With my Emperor permanence had come at last. Him no fears could shake: not by divine right nor mere parliaments nor yet by plebiscite alone had he reached the palace, but by dreams, which alone come true. Here he had entered in a state which mocked his poor predecessors; here on the balcony he had stood, while the crowd in the gardens madly acclaimed him, and the Marshal St. Arnaud proclaimed the Second Empire. Here in a pomp and luxury before unknown he had reigned and gloried. From these doors, at the Depart for Italy, he had sallied forth; to sally forth again to Notre-Dame, for the Te-Deum for Solferino, through roads strewn with flowers and adoration. He had made Paris the capital of capitals, himself the King of Kings, this Palace the centre of the universe....
One morning a letter reached the Countess from Lord Tawborough. He was at an hotel in Paris; might he take the liberty of calling?
My heart beat fast with joyful expectation.
He came, once and again. We went out together, sometimes with the others, oftenmost alone—on long walks in the Paris streets or excursions to Versailles and the environs. He was an oasis in this city-wilderness of evil faces: the sight of this Englishman, the clean-featured noble face, the fairy godfather to whom I owed all the rich experiences of the past year, Rachel's little boy, gave me a peaceful pleasure which after my hectic ambitions and intrigues was like dew after rain. The interest of his conversation, the sense of worth and superiority (to me) he imparted cleared my foolish brain and cooled my insane pride. "You'd call this gush if it were Suzanne who thought it!" whispered Satan. "Yes Sir," I replied, "but Tawborough is not Fouquier"—Everywoman's reply. Intellect, character, kindness, purity, race—it was a banquet of pure delight.

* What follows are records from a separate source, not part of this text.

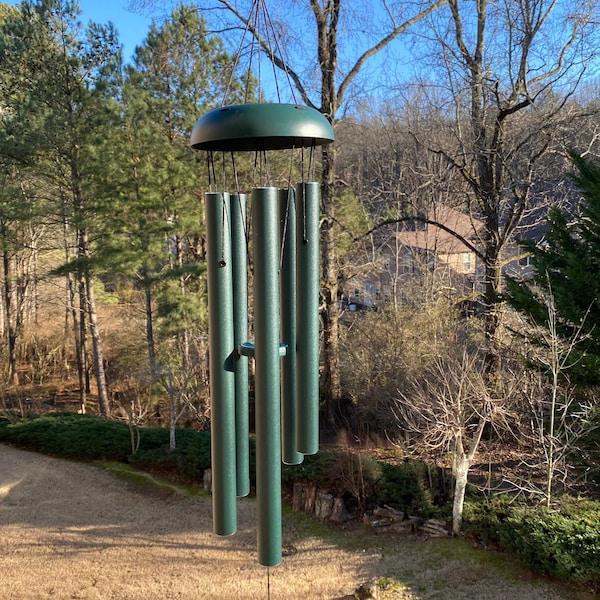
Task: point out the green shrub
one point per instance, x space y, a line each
563 542
69 435
363 481
402 487
87 437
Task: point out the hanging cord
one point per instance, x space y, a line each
238 54
224 228
237 189
286 218
288 207
270 44
303 200
210 168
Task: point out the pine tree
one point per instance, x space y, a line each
566 267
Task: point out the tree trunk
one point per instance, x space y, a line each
460 487
103 403
10 308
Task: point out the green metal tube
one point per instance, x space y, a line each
287 235
308 197
222 377
239 255
265 235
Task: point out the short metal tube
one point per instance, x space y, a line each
287 283
265 234
239 254
222 351
308 197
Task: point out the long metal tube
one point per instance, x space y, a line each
222 377
307 342
287 234
265 233
239 256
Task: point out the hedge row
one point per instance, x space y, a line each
563 541
87 437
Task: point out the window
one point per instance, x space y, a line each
467 262
525 261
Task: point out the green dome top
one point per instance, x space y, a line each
257 127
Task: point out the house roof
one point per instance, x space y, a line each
439 239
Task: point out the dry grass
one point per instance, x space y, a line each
73 531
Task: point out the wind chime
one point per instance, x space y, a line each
284 239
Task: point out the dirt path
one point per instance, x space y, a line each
72 531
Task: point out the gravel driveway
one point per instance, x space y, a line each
73 531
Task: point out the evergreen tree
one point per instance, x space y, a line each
57 77
566 268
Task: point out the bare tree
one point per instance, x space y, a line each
447 408
348 35
560 417
505 76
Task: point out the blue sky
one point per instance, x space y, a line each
132 26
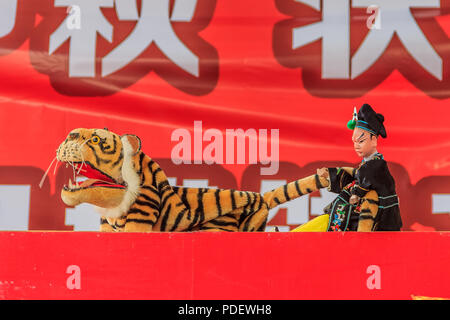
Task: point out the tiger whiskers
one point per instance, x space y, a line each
46 172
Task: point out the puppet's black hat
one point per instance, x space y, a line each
369 120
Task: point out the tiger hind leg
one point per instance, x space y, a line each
227 222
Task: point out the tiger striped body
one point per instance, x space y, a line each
161 207
132 192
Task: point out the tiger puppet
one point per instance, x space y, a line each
132 192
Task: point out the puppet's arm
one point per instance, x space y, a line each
369 210
339 178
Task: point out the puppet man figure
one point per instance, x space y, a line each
349 211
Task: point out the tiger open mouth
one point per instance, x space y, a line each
87 176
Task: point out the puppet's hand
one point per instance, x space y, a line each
323 172
354 199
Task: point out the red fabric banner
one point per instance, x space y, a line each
47 265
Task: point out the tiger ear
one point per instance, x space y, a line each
134 141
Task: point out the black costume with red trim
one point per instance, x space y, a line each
370 175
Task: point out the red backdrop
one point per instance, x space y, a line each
247 76
46 265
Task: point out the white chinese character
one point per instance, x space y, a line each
397 19
8 9
154 25
334 30
335 34
83 41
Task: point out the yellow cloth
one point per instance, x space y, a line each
318 224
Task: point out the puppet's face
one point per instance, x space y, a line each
96 155
364 143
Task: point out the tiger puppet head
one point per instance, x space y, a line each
103 169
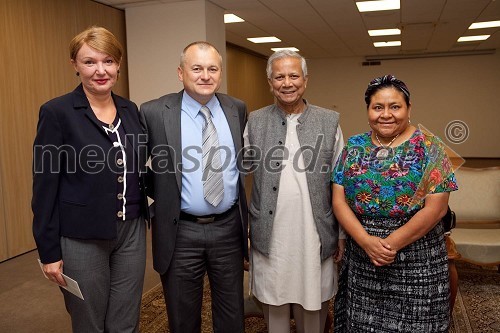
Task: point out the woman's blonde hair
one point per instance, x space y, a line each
98 38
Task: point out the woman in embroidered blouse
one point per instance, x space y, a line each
391 188
87 201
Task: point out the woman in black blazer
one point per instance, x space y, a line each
88 194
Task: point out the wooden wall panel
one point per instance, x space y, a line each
35 67
246 78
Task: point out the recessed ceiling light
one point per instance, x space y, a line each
258 40
275 49
231 18
387 44
384 32
472 38
481 25
371 6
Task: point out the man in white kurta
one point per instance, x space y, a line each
291 275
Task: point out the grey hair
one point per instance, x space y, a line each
202 45
284 54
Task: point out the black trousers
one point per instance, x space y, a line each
213 248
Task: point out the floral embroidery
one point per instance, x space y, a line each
364 197
403 200
387 187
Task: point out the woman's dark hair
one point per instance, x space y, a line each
385 82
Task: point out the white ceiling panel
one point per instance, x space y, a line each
335 28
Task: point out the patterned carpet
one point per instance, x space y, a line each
477 307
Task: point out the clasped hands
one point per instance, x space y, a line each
379 251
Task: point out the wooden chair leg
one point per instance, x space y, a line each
453 282
329 322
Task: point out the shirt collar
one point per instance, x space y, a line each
192 107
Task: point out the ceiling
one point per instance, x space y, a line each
335 28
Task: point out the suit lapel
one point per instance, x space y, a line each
231 113
80 101
172 123
131 128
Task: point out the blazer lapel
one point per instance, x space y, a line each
132 129
231 113
80 101
172 122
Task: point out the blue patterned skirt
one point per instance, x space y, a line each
409 295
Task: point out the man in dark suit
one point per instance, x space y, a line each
200 223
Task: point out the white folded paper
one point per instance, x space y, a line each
71 285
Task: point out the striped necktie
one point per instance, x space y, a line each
213 185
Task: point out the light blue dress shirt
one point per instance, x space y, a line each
192 121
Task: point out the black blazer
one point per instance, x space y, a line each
162 118
75 172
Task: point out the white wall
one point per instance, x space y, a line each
156 36
465 88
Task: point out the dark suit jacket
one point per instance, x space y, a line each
162 118
75 173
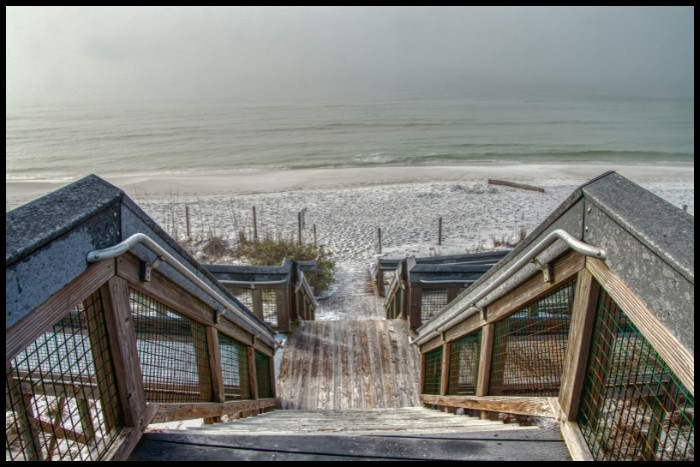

I tried to analyse for myself the reasons for the exhilaration which filled me in his presence, and in no other presence; not in Grandmother's, though I had loved her always: not in Elise's, though I loved her now. I could unravel no reasons, only ponder on the facts: (1) that his was the only face I knew which gave me a positive, physical joy, which filled me with tenderness and wonder. I would have fed on his face unceasingly if I had dared; (2) that in his presence alone the consciousness of self, of omnipresent Mary, left me, and I felt free, unconscious, unburdened, happy: if when he was at hand I stopped suddenly and asked myself "And Eternity?" I could laugh, and flout the bogey; (3) I apprehended that these emotions were reciprocal, and this was the chief delight of all.
Yet, I argued, this was not Love. Love was Robbie. Love was Christmas-Night, one day to be renewed. Still, what lesser word than love could describe the admiration, the gratitude, the fluttering tenderness, the pure exultant affection I felt? So in my diary I called it love (with a small l) and kept the capital for Robbie.